Il 5 ottobre Václav Havel avrebbe compiuto ottanta anni. A lui dobbiamo la battaglia contro la rassegnazione a Praga dopo l’invasione sovietica nel 1968, la nascita del movimento di Charta ‘77, la fine del comunismo in Cecoslovacchia, il divorzio indolore tra cechi e slovacchi dopo l’89, quando nello stesso tempo scoppiava la sanguinosa guerra delle nazioni nell’ex Jugoslavia, la riunificazione dell’Europa divisa dalla politica imperiale di Mosca.

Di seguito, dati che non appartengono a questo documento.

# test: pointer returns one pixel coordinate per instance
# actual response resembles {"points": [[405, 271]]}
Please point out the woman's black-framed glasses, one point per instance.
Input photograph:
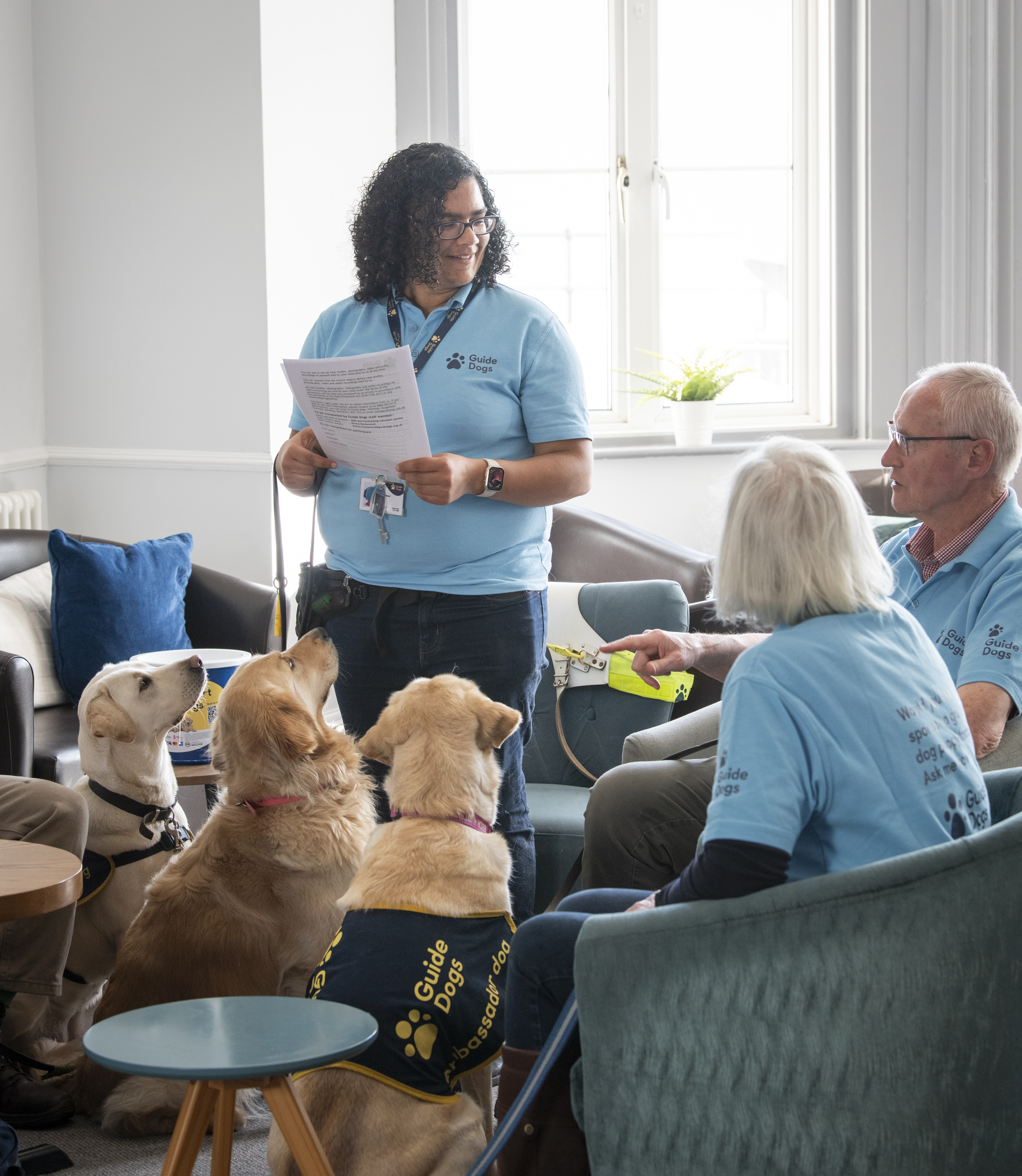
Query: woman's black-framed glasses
{"points": [[903, 442], [450, 231]]}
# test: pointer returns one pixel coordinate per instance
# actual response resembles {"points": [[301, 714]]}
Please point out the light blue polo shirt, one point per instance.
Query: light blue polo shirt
{"points": [[844, 743], [972, 609], [505, 378]]}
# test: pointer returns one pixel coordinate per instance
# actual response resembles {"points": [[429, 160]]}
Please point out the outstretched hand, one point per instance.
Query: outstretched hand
{"points": [[658, 653], [299, 459], [646, 904], [444, 478]]}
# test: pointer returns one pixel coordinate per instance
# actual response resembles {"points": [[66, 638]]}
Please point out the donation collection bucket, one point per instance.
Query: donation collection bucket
{"points": [[190, 741]]}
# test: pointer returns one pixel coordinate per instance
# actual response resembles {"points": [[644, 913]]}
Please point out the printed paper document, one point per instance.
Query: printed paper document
{"points": [[364, 410]]}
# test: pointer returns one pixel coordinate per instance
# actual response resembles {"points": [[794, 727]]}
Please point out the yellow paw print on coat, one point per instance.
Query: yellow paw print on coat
{"points": [[424, 1037]]}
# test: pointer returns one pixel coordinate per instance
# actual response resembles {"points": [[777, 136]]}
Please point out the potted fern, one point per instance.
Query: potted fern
{"points": [[692, 393]]}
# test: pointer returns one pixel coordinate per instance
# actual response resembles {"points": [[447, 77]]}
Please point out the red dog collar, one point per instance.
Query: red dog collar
{"points": [[252, 806]]}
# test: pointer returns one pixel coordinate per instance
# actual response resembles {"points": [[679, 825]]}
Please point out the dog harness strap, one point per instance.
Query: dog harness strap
{"points": [[97, 870], [472, 822], [150, 813]]}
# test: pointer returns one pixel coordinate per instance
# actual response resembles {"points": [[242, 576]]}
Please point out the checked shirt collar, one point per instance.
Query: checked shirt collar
{"points": [[921, 546]]}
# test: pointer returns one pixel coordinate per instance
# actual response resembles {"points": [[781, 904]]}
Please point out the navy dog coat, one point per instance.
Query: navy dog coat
{"points": [[436, 986]]}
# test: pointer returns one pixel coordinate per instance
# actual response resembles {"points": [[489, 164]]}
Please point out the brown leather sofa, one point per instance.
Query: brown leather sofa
{"points": [[220, 611]]}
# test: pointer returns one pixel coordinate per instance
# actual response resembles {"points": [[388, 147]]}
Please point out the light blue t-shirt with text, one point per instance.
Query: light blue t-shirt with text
{"points": [[972, 609], [844, 743], [505, 378]]}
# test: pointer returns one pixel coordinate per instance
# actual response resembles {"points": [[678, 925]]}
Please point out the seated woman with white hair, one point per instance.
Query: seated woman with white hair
{"points": [[842, 743]]}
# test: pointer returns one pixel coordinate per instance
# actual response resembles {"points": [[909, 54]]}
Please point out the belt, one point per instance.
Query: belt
{"points": [[387, 598]]}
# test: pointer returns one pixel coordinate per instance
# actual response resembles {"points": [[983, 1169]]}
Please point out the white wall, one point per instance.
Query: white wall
{"points": [[328, 123], [150, 165], [684, 498], [22, 405]]}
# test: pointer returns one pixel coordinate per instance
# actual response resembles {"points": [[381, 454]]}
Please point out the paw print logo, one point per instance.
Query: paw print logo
{"points": [[956, 819], [424, 1037]]}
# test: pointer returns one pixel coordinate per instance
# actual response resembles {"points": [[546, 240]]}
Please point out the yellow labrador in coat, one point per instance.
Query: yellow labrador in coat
{"points": [[247, 910], [124, 717], [438, 734]]}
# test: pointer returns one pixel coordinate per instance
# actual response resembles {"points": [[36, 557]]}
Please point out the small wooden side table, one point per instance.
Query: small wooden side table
{"points": [[36, 880], [227, 1044], [200, 774]]}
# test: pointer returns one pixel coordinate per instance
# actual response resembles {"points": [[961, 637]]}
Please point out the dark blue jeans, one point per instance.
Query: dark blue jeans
{"points": [[499, 643], [541, 967]]}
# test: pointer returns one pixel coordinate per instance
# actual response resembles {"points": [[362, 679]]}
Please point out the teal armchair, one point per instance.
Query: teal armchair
{"points": [[596, 721], [860, 1022]]}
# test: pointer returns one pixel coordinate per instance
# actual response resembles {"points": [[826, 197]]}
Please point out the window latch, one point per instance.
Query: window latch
{"points": [[660, 177], [624, 180]]}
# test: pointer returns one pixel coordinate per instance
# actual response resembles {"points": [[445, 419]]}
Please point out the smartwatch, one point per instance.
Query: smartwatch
{"points": [[494, 479]]}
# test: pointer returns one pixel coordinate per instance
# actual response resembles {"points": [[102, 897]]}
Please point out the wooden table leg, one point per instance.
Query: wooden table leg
{"points": [[192, 1122], [223, 1133], [296, 1127]]}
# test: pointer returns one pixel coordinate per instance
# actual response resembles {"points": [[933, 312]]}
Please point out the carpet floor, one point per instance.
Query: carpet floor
{"points": [[97, 1154]]}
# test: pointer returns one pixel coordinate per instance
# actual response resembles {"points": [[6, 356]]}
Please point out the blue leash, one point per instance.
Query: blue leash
{"points": [[538, 1075]]}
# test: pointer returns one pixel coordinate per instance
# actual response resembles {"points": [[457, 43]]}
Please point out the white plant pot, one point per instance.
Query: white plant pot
{"points": [[693, 421]]}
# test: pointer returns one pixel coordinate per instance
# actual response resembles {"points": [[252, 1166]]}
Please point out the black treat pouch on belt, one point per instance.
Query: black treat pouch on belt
{"points": [[324, 594]]}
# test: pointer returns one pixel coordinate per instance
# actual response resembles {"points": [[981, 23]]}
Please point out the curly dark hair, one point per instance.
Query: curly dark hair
{"points": [[391, 250]]}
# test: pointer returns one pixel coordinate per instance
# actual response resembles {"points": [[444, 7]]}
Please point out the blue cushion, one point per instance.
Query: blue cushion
{"points": [[112, 603]]}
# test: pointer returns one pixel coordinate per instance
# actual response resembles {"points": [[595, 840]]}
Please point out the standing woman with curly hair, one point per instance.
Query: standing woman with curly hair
{"points": [[461, 585]]}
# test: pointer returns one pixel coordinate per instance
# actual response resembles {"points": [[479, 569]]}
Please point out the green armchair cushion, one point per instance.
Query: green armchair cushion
{"points": [[859, 1022]]}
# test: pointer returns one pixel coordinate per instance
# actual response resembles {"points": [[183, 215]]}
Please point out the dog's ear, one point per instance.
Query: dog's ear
{"points": [[108, 719], [496, 724], [292, 727]]}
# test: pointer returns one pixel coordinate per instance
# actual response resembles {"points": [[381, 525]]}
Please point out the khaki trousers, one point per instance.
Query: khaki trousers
{"points": [[33, 951]]}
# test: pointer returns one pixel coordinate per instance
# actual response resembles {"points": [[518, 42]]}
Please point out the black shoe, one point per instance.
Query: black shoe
{"points": [[27, 1104]]}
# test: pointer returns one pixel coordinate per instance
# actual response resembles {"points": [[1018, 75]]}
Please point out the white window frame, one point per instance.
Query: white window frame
{"points": [[637, 256], [430, 106]]}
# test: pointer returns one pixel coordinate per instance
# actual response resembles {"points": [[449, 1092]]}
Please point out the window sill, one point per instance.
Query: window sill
{"points": [[607, 444]]}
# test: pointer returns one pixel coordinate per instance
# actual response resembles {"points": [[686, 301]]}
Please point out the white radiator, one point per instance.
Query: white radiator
{"points": [[22, 511]]}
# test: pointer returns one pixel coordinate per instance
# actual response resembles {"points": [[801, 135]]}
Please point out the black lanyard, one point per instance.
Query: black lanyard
{"points": [[437, 338]]}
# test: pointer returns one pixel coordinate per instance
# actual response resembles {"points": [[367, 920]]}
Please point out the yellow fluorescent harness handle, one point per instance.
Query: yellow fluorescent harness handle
{"points": [[624, 678]]}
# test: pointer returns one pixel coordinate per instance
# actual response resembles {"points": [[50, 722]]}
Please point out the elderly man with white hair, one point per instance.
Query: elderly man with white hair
{"points": [[957, 442], [842, 743]]}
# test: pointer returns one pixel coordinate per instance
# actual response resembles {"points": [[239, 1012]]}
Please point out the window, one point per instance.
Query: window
{"points": [[666, 171]]}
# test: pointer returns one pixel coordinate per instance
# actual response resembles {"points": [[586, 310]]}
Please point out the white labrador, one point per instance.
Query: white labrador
{"points": [[125, 714]]}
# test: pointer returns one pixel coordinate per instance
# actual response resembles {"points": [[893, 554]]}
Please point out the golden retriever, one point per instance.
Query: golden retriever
{"points": [[438, 736], [247, 910], [125, 714]]}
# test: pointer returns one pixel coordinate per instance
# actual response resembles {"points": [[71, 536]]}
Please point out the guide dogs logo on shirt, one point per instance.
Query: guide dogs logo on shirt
{"points": [[483, 364], [436, 986]]}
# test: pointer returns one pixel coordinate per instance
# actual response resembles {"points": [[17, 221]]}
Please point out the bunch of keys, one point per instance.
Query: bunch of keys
{"points": [[378, 505]]}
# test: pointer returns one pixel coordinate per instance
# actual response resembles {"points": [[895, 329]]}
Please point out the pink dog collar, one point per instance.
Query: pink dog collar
{"points": [[252, 806], [472, 822]]}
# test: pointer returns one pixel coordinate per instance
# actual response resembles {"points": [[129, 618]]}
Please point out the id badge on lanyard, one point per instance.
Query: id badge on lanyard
{"points": [[378, 496]]}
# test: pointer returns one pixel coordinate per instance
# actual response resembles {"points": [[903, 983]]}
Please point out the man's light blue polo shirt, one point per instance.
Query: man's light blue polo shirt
{"points": [[844, 743], [972, 609], [506, 378]]}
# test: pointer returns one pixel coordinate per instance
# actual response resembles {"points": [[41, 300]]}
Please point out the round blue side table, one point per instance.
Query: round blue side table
{"points": [[226, 1044]]}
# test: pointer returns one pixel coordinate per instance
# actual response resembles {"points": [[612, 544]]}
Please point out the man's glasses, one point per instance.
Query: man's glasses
{"points": [[903, 442]]}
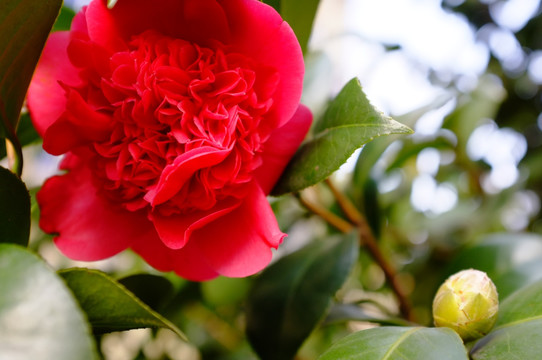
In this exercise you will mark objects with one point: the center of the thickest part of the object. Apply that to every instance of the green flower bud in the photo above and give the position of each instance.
(468, 303)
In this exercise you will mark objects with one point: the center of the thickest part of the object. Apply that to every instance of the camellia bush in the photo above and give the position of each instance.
(196, 213)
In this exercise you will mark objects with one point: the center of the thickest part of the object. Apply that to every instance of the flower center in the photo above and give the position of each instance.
(187, 122)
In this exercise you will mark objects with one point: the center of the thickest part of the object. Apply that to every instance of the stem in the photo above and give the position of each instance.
(327, 215)
(13, 146)
(15, 156)
(367, 240)
(349, 210)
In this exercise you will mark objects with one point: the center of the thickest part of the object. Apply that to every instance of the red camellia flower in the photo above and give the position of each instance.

A lui dobbiamo un pensiero politico di grande spessore e di straordinaria attualità. Egli ha insegnato il valore della resistenza morale in un sistema totalitario. Mentre oggi con un click su Facebook si pensa di potere cambiare il mondo, standosene comodamente davanti a un computer, Havel negli anni 70 invitava i cittadini ad aggiungere il proprio nome al manifesto dei firmatari della Charta, per dimostrare che era possibile rifondare dal basso una nuova vita sociale e politica che mettesse al centro il valore del dialogo, dell’amicizia e del rispetto dei diritti umani.

Havel aveva fatto suo il pensiero di Hannah Arendt e di Aleksandr Isaevič Solženicyn, secondo cui il potere comunista non era né una macchina invincibile, né un mostro demoniaco, ma una struttura molto fragile che si reggeva su un consenso passivo delle persone.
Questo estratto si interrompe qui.